Genel anestezi sırasında nöromuskuler bloke edici ilaçlar kullanılarak, çizgili kas gevşemesi için yüksek konsantrasyonda genel anestezik ilaç uygulaması zorunluluğu ortadan kalkmıştır.

  1. Hiporefleksi, Arefleksi: Cerrahi girişim sırasında cilt ve derin dokuların kesilme,

sıkılma ve diğer şekillerde zedelenmesi veya ellenmesi çizgili kaslarda somatik refleks hareketlere, kalp, solunum yolları ve damarlar gibi yapılarda otonomik reflekslerin uyarılmasına neden olur. Genel anestezikler, santral etkileri ile somatik reflekslerin yanında otonomik refleksleri de azaltır (hiporefleksi) veya ortadan kaldırır (arefleksi).

  1. Uyanma: Anesteziye son verildikten sonra, çeşitli yapılardaki değişikliklerin kaybolması ve normale dönüşü ile olur. Anesteziden açılmada, rezidüel depresyon nedeni ile eksitasyon dönemi hafif geçirilir.

İyi bir genel anestezik ;

  • Güvenlik aralığı geniş olmalıdır,
  • Hızlı ve olaysız bir indüksiyona olanak vermelidir,
  • İlaç kesildikten sonra hastanın uyanması çabuk ve olaysız olmalıdır.

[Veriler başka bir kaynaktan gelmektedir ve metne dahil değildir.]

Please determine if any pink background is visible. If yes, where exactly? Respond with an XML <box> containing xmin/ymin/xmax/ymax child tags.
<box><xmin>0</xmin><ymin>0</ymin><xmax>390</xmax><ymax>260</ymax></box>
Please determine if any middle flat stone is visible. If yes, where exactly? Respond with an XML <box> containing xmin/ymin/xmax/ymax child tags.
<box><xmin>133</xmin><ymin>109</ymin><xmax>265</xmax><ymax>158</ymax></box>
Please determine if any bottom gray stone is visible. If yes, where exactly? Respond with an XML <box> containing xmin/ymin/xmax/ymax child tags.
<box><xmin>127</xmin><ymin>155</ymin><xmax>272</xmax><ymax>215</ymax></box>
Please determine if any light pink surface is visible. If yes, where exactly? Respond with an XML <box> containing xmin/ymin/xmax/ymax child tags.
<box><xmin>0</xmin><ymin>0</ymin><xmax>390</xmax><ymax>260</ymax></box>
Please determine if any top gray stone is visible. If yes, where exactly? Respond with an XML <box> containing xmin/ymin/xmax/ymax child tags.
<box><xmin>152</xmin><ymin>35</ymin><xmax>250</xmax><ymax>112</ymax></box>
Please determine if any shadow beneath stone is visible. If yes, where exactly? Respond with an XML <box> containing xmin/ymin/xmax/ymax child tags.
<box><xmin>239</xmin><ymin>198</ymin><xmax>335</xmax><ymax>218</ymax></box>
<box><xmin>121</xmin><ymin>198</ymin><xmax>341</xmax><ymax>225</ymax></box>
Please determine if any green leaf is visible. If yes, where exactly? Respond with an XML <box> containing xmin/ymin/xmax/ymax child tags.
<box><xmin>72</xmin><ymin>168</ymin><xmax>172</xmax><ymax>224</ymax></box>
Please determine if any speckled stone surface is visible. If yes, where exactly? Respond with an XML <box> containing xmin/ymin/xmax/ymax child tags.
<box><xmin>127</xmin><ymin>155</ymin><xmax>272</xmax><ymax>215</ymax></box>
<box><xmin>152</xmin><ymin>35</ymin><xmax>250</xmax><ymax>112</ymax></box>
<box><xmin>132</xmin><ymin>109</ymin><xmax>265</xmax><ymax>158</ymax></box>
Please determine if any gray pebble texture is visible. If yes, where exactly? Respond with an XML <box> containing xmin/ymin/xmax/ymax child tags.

Bu özelliklerin tümüne sahip ideal anestezik bulunamadığı için birden fazla genel anestezik ajan kombine kullanılır.

Genel anestezi, santral sinir sistemine erişen ilaç konsantrasyonuna bağlı olarak gelişen depresyonun yer ve derecesine göre ortaya çıkan belirtiler ışığında dönemlere ayrılabilir. Medulla oblongata’da vazomotor ve solunum merkezlerindeki nöronlar, daha önce belirtildiği gibi genel anesteziklerle inhibisyona en duyarlı nöronlardır. Halojenli hidrokarbonlar ve intravenöz anestezikler hızla gelişen bir anestezi sağladıkları için dönemlerin ayırt edilmesi zordur.[2]

Günümüzde, daha çok kirpik, kornea ve konjunktiva refleksleri, pupilin büyüklüğü ve ışığa reaksiyonu, göz yaşarması, göz küresinin hareketleri, kan basıncı, nabız, cilt insizyonuna alınan kardiyovasküler ve solunumsal yanıt; solunumun derinliği, hızı, terleme, özellikle çene kasları olmak üzere iskelet kasları tonusu, hastanın airwayi tolere edebilmesi, yutkunma, trakeal çekilme, diyafragmatik solunumun durumu, akciğerlerin esnekliği gibi klinik belirtilerle anestezi derinliğine karar verilmektedir. Uygulama yönünden anestezi; indüksiyon, idame ve uyanma olarak üç safhaya ayrılır.

Kaynakça[kaynağı değiştir]


  1. Morgan G. E., Mikhail M. S., Murray M. J. (2004:127). Klinik Anesteziyoloji (3. Baskı).
  2. Kayaalp O: Tıbbi Farmakoloji. V.Baskı, Ankara.1990; II. Cilt:1645-1649.